Fed Blackout Week

Week Ahead 

This week's data docket is relatively light, with the bulk of the releases focused on the housing sector. The street will also get a break from Fedspeak this week as monetary policymakers will be in their communications blackout ahead of next Wednesday's FOMC meeting. Recall that at last week's Humphrey-Hawkins testimony, Chair Powell indicated that Fed officials would likely discuss tapering details. And depending on how candid the FOMC taper signalling is, it could force the market to reprice that probability at the September 22 meeting. A sooner than expected taper will bring forward with it rate hike expectations, bullish for the dollar and bearish for gold and other rate-sensitive and long duration assets. 

Last week's FX look back

The first half of the week focused on US CPI after another substantial jump in used car prices led to a sharp increase in the June headline and triggered USD demand across the board. But the buying cooled off after Fed Chair Powell testified to the House Panel & Senate where he essentially held the dovish line that meeting the 'substantial progress' test for tapering was still "ways off" and reiterated inflation is "transitory" slowed but didn't quash USD rally and selling emerged. On the whole, FX markets have traded narrow ranges – it's pretty clear that the USD continues to be frustrating to anyone who is looking for a clear trend at the moment.
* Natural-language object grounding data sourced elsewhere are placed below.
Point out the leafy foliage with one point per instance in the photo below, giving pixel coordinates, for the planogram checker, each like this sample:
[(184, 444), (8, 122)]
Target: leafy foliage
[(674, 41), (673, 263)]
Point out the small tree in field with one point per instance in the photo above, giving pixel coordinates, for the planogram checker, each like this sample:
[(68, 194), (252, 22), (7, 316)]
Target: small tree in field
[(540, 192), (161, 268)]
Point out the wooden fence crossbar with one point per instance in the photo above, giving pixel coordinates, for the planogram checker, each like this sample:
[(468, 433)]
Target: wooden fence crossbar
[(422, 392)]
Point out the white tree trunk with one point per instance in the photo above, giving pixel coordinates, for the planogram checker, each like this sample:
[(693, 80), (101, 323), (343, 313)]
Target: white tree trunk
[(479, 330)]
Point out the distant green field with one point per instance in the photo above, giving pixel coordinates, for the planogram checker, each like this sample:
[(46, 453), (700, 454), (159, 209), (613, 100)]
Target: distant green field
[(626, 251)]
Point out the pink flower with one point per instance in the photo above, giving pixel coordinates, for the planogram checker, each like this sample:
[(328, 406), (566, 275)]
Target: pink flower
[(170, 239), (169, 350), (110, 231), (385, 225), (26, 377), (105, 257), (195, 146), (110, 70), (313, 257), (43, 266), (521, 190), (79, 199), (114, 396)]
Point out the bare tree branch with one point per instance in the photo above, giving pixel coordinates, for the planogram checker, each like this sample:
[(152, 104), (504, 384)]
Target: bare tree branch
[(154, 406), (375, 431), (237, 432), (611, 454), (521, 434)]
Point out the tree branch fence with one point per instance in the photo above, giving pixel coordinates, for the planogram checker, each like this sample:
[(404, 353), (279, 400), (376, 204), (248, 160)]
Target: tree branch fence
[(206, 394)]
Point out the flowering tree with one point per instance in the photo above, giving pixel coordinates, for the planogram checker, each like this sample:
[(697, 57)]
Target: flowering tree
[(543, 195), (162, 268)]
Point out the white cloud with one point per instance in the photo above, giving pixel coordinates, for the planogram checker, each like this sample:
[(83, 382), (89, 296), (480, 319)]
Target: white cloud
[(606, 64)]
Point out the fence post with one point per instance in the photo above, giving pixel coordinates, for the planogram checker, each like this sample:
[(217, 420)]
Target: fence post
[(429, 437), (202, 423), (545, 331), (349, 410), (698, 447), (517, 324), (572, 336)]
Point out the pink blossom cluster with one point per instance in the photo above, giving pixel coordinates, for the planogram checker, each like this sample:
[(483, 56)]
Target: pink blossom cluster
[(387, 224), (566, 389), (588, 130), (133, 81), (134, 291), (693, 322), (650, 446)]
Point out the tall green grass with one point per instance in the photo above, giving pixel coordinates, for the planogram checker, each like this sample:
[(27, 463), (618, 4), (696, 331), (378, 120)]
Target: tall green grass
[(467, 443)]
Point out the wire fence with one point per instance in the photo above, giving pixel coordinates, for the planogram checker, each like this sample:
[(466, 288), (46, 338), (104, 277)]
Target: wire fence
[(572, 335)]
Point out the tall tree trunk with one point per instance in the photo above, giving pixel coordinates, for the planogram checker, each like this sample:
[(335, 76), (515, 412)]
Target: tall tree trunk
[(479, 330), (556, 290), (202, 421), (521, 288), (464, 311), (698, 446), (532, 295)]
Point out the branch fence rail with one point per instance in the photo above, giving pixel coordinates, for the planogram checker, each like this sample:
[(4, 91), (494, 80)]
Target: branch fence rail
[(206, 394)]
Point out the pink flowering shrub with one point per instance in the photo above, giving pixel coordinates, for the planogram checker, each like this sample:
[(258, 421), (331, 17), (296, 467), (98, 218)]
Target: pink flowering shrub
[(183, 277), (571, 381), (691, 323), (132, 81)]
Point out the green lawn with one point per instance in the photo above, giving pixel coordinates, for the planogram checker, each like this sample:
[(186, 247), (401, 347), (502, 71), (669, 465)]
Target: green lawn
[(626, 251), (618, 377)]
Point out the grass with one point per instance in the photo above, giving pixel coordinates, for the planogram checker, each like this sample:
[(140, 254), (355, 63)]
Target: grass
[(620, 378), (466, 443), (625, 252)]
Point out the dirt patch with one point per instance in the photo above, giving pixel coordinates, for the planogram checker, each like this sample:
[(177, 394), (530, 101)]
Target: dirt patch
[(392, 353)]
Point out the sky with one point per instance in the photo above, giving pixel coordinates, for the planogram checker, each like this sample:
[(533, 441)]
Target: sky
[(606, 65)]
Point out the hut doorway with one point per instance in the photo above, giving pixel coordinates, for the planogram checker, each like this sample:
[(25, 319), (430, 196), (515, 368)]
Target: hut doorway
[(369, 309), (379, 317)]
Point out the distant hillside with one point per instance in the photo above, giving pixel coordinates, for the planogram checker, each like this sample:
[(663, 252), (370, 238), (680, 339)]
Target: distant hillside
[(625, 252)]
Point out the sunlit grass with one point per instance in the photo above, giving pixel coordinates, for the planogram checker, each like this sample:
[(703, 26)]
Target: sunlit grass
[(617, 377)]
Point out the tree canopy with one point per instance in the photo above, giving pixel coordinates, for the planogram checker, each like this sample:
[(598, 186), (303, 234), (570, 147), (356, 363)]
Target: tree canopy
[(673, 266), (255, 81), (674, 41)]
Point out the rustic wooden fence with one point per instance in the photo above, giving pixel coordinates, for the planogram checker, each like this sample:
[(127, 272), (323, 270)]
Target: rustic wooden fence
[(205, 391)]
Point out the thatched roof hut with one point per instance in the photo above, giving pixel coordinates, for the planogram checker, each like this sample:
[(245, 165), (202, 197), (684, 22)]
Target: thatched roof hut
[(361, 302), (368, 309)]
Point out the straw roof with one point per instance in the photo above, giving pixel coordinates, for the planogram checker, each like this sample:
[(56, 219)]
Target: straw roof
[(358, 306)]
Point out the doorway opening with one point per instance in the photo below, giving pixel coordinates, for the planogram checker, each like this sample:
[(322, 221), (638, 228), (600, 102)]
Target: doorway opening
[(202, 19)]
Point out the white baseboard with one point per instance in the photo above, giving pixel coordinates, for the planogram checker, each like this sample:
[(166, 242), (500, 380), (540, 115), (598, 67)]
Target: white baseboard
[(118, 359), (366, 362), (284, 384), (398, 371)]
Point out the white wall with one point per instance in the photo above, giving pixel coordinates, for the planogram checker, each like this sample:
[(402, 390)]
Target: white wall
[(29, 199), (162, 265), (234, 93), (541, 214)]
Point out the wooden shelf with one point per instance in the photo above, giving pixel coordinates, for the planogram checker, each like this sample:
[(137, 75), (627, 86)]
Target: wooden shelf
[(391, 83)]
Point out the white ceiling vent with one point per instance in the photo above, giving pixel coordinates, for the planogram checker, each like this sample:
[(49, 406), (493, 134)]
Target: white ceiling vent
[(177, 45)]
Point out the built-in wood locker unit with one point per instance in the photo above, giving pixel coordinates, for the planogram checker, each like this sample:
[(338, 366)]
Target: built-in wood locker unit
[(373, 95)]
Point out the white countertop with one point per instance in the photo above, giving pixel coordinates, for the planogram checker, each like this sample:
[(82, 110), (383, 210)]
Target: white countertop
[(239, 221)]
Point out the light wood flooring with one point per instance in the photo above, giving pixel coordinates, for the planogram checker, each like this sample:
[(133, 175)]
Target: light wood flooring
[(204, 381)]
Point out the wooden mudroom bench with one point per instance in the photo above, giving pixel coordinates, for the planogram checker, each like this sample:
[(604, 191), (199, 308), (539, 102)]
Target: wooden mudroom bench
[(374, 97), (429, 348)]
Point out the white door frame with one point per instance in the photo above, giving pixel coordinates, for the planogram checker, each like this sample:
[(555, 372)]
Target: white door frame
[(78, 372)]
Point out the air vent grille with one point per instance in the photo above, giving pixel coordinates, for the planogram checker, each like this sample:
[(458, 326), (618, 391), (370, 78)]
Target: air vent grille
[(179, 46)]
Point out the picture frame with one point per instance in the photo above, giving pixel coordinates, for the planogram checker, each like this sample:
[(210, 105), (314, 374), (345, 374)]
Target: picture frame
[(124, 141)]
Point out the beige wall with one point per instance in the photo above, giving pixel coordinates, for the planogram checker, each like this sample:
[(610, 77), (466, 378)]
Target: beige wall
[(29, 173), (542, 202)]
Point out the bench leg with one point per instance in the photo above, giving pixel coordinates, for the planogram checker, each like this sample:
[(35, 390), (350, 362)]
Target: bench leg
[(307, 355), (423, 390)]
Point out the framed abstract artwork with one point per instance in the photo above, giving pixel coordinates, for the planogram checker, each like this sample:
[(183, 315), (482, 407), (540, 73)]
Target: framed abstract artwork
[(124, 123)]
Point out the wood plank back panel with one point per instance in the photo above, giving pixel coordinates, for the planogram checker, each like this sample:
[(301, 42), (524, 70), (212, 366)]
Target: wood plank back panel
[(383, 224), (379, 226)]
NZD – NZD has been in focus this week as a strong CPI beat (3.3% year-on-year, a 10-year high) reinforced expectations for an August hike (currently 75% priced) following a hawkish RBNZ this week. There are concerns around how New Zealand & Australia's zero covid programmes will affect them domestically as other economies take off, and both lag in their vaccine programmes. 

NZ CPI surprised the topside, and price action got very messy over the print, taking NZDUSD to an overnight high of 0.7050 and the AUDNZD cross down to 1.0576. The sense of urgency for the RBNZ has undoubtedly increased, and a hike in August could well be on the cards. 

CAD – The BoC failed to deliver on hawkish expectations this week but did confirm QE would slow to 2bln CAD from 3bln a week. Despite the QE announcement, the market took the overall message as dovish, and both macros/RM have been better USDCAD buyers following.

GBP – Sentiment has generally been GBP positive after a significant upside surprise in CPI (2% year-on-year) was followed by further hawkish comments from both the BoE's Ramsden & Saunders on tightening monetary policy sooner rather than later.

IMM Commitment of Traders

The IMM Commitment of Traders report (data as of July 13) showed speculative USD positioning turning just barely long, for only the fourth time since the start of 2020, in a progression of further USD buying since the June FOMC meeting. Indeed this suggests investor sentiment on the dollar is stronger now than it was in late Mar/early April when USD was higher on some indices. GBP, CHF and CAD saw the brunt of selling pressure, with EUR and AUD less heavily sold. By contrast, investors bought JPY and NZD, reducing JPY shorts and raising NZD length. EUR length falling to 9% of open interest is now below April 2021 low and is the weakest since March 2020.